Nous y voilà… La montagne de la dissolution, a accouché une souris, malgré le front républicain, nous laissant une Assemblée nationale en configuration tripartite inédite et un gouvernement majoritairement issu d’une famille politique arrivée loin derrière les autres formations. Exit le gouvernement de Gabriel Attal, exit (temporairement seulement, si l’on en croit le Premier ministre) la loi sur la fin de vie, exit tous les thèmes en cours et qui concernaient la santé.
Ne pas oublier la 4e année du DES de médecine générale
Parmi les sujets brûlants de ce début de mandat, figure celui de l’instauration de la quatrième année du DES de médecine générale. Ou plus exactement, de sa mise en application concrète, car le décret d’août 2023 a déjà sanctuarisé cette 4e année. Notre nouveau Premier ministre, lors de son discours de politique générale, a déclaré vouloir lutter contre les déserts médicaux et la pénurie de soignants. Il en a même fait l’une des priorités de son gouvernement. Ce vaste chantier, comme une énième Arlésienne du monde médical de ces dernières années, a été appelé « programme Hippocrate ». On appréciera le clin d’œil à celui considéré comme le père du monde médical moderne. Le même Hippocrate, auteur de la maxime : « Avoir dans les maladies deux choses en vue : être utile ou du moins ne pas nuire », dont devrait s’inspirer notre nouveau gouvernement. Car, nous sommes en droit d’attendre que les nouvelles décisions du gouvernement ne soient pas plus néfastes que bénéfiques.
Ce programme Hippocrate serait incitatif auprès des internes, pour qu’ils soient naturellement poussés à s’engager volontairement à exercer dans les territoires en souffrance, pour une période donnée, avec le soutien de l’État et des collectivités. Sur le papier, ce programme semble prometteur. Mais qu’en sera-t-il en réalité ? Que va prévoir ce programme ? Imaginons qu’il soit incitatif, mais vraiment incitatif, et que les internes, massivement, soient intéressés par ces propositions et se lancent dans l’aventure. Ces internes viendraient donc combler des territoires sinistrés en termes de démographie médicale, en délaissant les autres, qui deviendraient alors les nouvelles zones plus sinistrées que leurs consœurs un peu mieux dotées. Déshabiller Pierre pour habiller Paul…

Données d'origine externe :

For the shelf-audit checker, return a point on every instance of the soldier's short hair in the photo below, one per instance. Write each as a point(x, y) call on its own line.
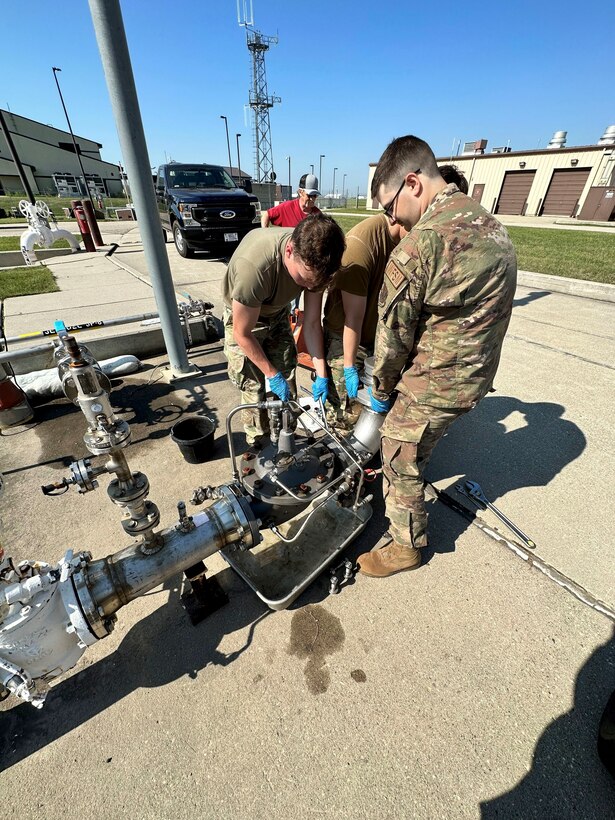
point(450, 173)
point(319, 242)
point(403, 155)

Augmentation du nombre de postes d’internes : selon quel calcul ?
Le Premier ministre a également déclaré que le nombre de postes d’internes allait être fortement augmenté l’année prochaine pour passer de 8 500 en 2024, à 11 000 en 2025 car « le temps est révolu où nous formions trop de médecins ». Là encore, cette promesse n’en est premièrement pas une, et, surtout, n’a rien à voir avec une quelconque décision politique qui serait prise par le nouveau gouvernement. En effet, suite à la réforme du deuxième cycle des études médicales, nombre d’étudiants ont préféré redoubler leur 6e année pour ne pas essuyer les plâtres de la réforme. Ainsi, au lieu des 10 000 internes normalement prévus pour la rentrée universitaire à venir, ils ne seront que 8 500 au final à arriver en 7e année. L’année prochaine, en plus des 10 000 internes « habituels » il faudra ajouter tous les redoublants qui passeront en 7e année. À bien y regarder, notre nouveau gouvernement commet même une erreur de calcul, puisque 10 000 nouveaux internes auxquels il faut ajouter les redoublants qui deviendront internes, le total à annoncer serait plutôt de 11 500… Donc aucun effort de la part de qui que ce soit. Juste un report déjà prévu.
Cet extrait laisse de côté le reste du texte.